As a sole trader, when lodging tax return you also report other income earned during the financial year that was not part of the business income, this may include: Salary earned as an employee, interest income, share and dividends, Cryptocurrency, rental income.

Record all business expenses

Make sure all business expenses are recorded including expenses paid for from personal bank account, PayPal, cash.

Business expenses you can claim as deductions depends on your business structure and nature.

List of potential deductible business expenses

Here are some examples for potential deductible business expenses:

  • Accounting fees (tax agent, accountant, and bookkeeper fees, accounting software subscription fees)
  • Advertising and marketing
  • Bank fees and charges
  • Computer / laptop (business portion only, to be depreciated over the item useful life)
  • costs for running a website
  • Education and technical or professional qualification related directly to earning an income
  • Equipment
  • Gifts and donations to organisations that have a deductible gift recipient status
  • Home office (occupancy method / working from home fixed rate method)
  • Insurance premiums
  • Internet & phone service provider fees (business portion only)
  • legal expenses
  • Motor vehicle (Logbook method / cents per km method)
  • Office expenses including stationery
  • Parking fees (but not parking fines)
  • Purchases of trading stock, including delivery charges
  • Subscription costs for business or professional journals, information services, newspapers and magazines
  • Subscription fees to trade, business or professional associations

3 Golden rules to claiming business expenses

  • You must have spent the money yourself (and not being reimbursed)
  • The expense must be directly related to earning your income
  • You must have a record to prove the purchase

What records you need to keep for deductible business expenses​

It is important to keep all invoices / receipts for expenses you wish to claim as a business deduction.

  • Records are to be kept for 5 years from lodging tax return.
  • Records must be in English.
  • Hard copy or electronic copy are acceptable.

Personal super contribution

As a sole trader you can make personal superannuation contribution to be claimed as tax deductions.

  • From 1st July 2021, the super contribution cap is $27,500 for all individuals (this includes both personal contribution and superannuation paid by employers)
  • Check with your super fund the last day to receive personal super contribution
  • Make the payment
  • Submit ‘Notice of intent to claim a tax deduction for personal super contributions’ form to your super fund
  • The super fund will send you confirmation for the personal contribution. This letter should be kept as evidence.

Gifts and donations

There is now better time to help a good cause while making a tax-deductible donation.
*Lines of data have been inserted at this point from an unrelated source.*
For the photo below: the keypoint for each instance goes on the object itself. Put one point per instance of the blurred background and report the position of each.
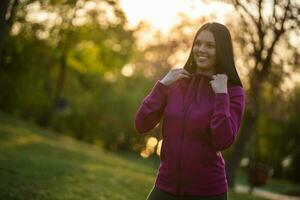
(74, 72)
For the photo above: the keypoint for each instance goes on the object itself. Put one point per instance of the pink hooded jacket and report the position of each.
(197, 125)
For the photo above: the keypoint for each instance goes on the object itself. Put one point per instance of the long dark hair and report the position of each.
(224, 53)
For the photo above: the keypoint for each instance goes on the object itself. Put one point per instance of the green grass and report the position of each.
(273, 185)
(38, 164)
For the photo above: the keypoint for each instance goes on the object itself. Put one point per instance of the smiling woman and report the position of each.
(202, 105)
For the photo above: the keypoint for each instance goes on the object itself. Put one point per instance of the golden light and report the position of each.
(151, 142)
(128, 70)
(165, 14)
(158, 150)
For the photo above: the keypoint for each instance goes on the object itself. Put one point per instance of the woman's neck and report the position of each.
(207, 72)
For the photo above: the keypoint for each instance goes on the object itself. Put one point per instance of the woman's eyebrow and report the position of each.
(211, 42)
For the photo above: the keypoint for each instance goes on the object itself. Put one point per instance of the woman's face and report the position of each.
(204, 51)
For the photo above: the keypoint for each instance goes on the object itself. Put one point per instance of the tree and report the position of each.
(260, 40)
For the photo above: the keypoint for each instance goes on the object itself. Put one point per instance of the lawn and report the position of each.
(38, 164)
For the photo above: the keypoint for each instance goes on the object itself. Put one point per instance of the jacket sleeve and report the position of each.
(226, 119)
(151, 109)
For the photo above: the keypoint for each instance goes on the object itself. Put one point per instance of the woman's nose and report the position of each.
(201, 48)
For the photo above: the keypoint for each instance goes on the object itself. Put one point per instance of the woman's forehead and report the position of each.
(205, 36)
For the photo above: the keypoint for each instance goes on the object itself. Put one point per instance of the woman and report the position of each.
(202, 105)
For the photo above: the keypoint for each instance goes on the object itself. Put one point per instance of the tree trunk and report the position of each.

  • The recipient of the donations must be registered as deductible gift recipient (DGR)
  • You have not received anything in return. For example, purchase of home lottery ticket is not tax deductible.
  • Donations needs to be over $2
  • Keep tax invoice / receipt

Assets and Inventory Records

Your tax agent will require a list of all the business assets and inventory to calculate assets depreciation and prepare your tax return.

  • Have a look at your assets list to make sure all business assets are registered. This includes purchase date and amount.
    If you are using an accounting software, this information can be found in the balance sheet.
  • Make a stocktake to check your inventory is up to date.


In summary

All the above will help you get your business financial records in order when preparing your tax return.

Your tax agent is the professional provider who can advise you on all matters relating to your tax return.
These are all good practices when running a business and will help you save time and money in the long run.